Friday, February 7, 2014

Hydrodynamic insights into designing and locating effective MPAs

 Image: Tom Adams

New research has found that fish populations within the majority of marine protected areas (MPAs) studied are not significantly different to fish populations in unprotected waters. The study looked at a total of 964 sites in 87 marine protected areas (MPAs) across 40 different countries (including both tropical and temperate waters).  It also found that only 10% of those sites studied are ‘effective’ in meeting their conservation goals. ‘Effective’ MPAs were defined as those meeting at least four out of five management and planning criteria:
·      No-take (no fishing permitted)
·      Enforced well (MPA boundaries and restrictions complied with)
·      Old (more than ten years old)
·      Large (more than 100km squared)  
·      Isolated (by deep water or sand)

This latest research is likely to add fuel to an already raging debate (discussed in an earlier post on this blog) on the designation of areas to create an ecologically coherent network of MPAs in the UK. Indeed, the study (discussed by the lead author here) has already been picked up on in this context in another recent article in The Conversation which takes the view that:

Evidence from UK waters may be poor, but there is ample information available from the rest of the world to provide a guide for the best way to build a biologically functional MPA…. The challenge to conservation planners, in Britain and elsewhere, is to build a series of protected areas that fulfil the criteria for successful conservation. It would help to have clearly stated biological goals for these parks that would provide a basis for their location and design.'

The problem (or one of the many problems) is that locating and designing effective MPAs is not as simple as having clearly stated biological goals. Scientific research uses mathematical models (which are informed by huge amounts of scientific data) to predict, for example, the likely changes to fish populations in an area over time. While models of both population dynamics (eg changes to fish populations) and hydrodynamic processes (such as the effects of ocean currents) are now well developed, studies that combine both are rare. Yet accounting for hydrodynamic processes is a crucial part of understanding population processes in specific environments, such as larval dispersal and settlement. If such processes are not understood, it is difficult to predict whether a designated area will be effective in maintaining or (ideally) increasing the fish population within that area.

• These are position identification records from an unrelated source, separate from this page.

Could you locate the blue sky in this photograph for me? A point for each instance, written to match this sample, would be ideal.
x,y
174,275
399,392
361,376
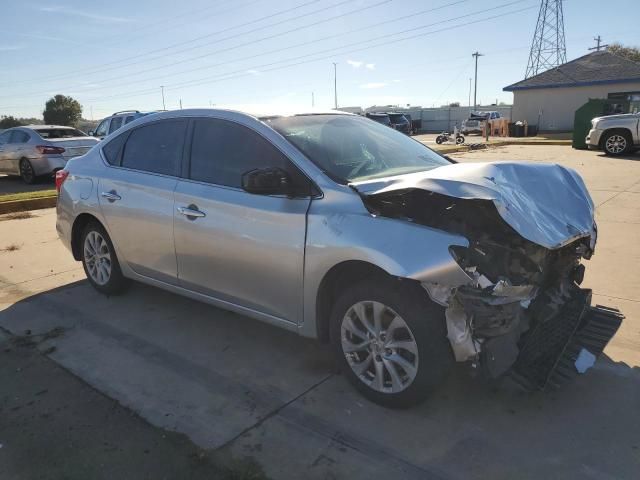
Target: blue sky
x,y
115,55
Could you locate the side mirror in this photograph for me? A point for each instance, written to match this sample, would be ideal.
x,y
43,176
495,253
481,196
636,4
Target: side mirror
x,y
267,181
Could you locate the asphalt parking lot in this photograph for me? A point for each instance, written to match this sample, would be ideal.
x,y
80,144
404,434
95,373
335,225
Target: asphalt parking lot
x,y
240,387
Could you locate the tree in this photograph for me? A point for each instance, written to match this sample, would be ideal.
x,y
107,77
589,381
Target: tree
x,y
9,122
61,110
630,53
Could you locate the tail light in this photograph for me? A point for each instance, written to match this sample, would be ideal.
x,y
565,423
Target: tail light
x,y
61,176
49,149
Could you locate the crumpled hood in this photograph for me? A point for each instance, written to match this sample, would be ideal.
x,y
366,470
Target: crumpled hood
x,y
547,204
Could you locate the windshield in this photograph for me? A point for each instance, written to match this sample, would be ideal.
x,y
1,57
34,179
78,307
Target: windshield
x,y
60,133
351,148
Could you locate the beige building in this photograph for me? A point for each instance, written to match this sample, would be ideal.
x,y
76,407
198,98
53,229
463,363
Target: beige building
x,y
551,98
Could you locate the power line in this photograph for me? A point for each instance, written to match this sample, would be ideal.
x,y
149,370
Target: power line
x,y
314,41
242,73
115,64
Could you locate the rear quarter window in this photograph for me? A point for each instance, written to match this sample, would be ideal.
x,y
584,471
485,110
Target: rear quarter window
x,y
112,150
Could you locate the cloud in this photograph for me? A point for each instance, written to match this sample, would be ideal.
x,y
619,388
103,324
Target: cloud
x,y
374,85
79,13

The science of where to situate MPAs in temperate waters is still very much developing and studies have, to date, been largely based on estimated tidal movements (see here for an example). However, the situation is a lot more complex. Estimated tidal movements alone do not provide the full picture in relation to, for example, how larval dispersal takes place in a particular environment. Recent research on larval dispersal of intertidal organisms shows that differing roles of particular sites as larval ‘sinks’ and ‘sources’ need to be taken into account in order to fully understand dispersal patterns. Understanding such dispersal patterns is necessary to accurately design and locate networks of MPAs so that the biological goals of such MPAs (which will include the recovery or maintenance of fish stocks) can be achieved. However, studies such as this research have not generally been taken into consideration for MPA design and location up to now. An exception is a recent study by Marine Scotland Science. While this is a positive step forward, such work is still in its infancy and needs further refinement to work well in coastal areas.

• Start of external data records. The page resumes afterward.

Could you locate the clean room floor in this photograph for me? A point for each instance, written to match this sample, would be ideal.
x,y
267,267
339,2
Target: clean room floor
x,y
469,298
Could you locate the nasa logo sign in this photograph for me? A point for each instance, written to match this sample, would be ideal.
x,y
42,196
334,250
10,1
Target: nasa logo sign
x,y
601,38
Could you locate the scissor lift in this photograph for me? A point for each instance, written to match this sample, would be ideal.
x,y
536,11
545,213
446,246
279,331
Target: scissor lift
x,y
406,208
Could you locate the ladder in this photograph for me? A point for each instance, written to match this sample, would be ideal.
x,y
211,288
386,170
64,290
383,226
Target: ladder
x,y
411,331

Is this an excuse to ignore the alarming decrease in the biodiversity of the world’s oceans and to throw the precautionary principle out of the window? Not at all. The authors of the recent MPA research underline the seriousness of this decline:

‘By using effective MPAs as an unfished standard, our study allows the first global assessment of the magnitude of fishing effects on temperate as well as tropical reef communities. Fish biomass was greatly reduced overall, with 63% of all fish biomass, 80% of large fish biomass, 93% of sharks, 84% of groupers and 85% of jacks apparently removed.’ 

What I am highlighting is the need to acknowledge the complexity of designing and locating networks of effective MPAs, and to enable and encourage emerging science around population dynamics and hydrodynamic processes to be taken into account by, and incorporated into, the social, cultural, economic and political contexts which shape, and are themselves shaped by, the creation of these networks.

I am grateful to Dr Tom Adams for comments on this piece.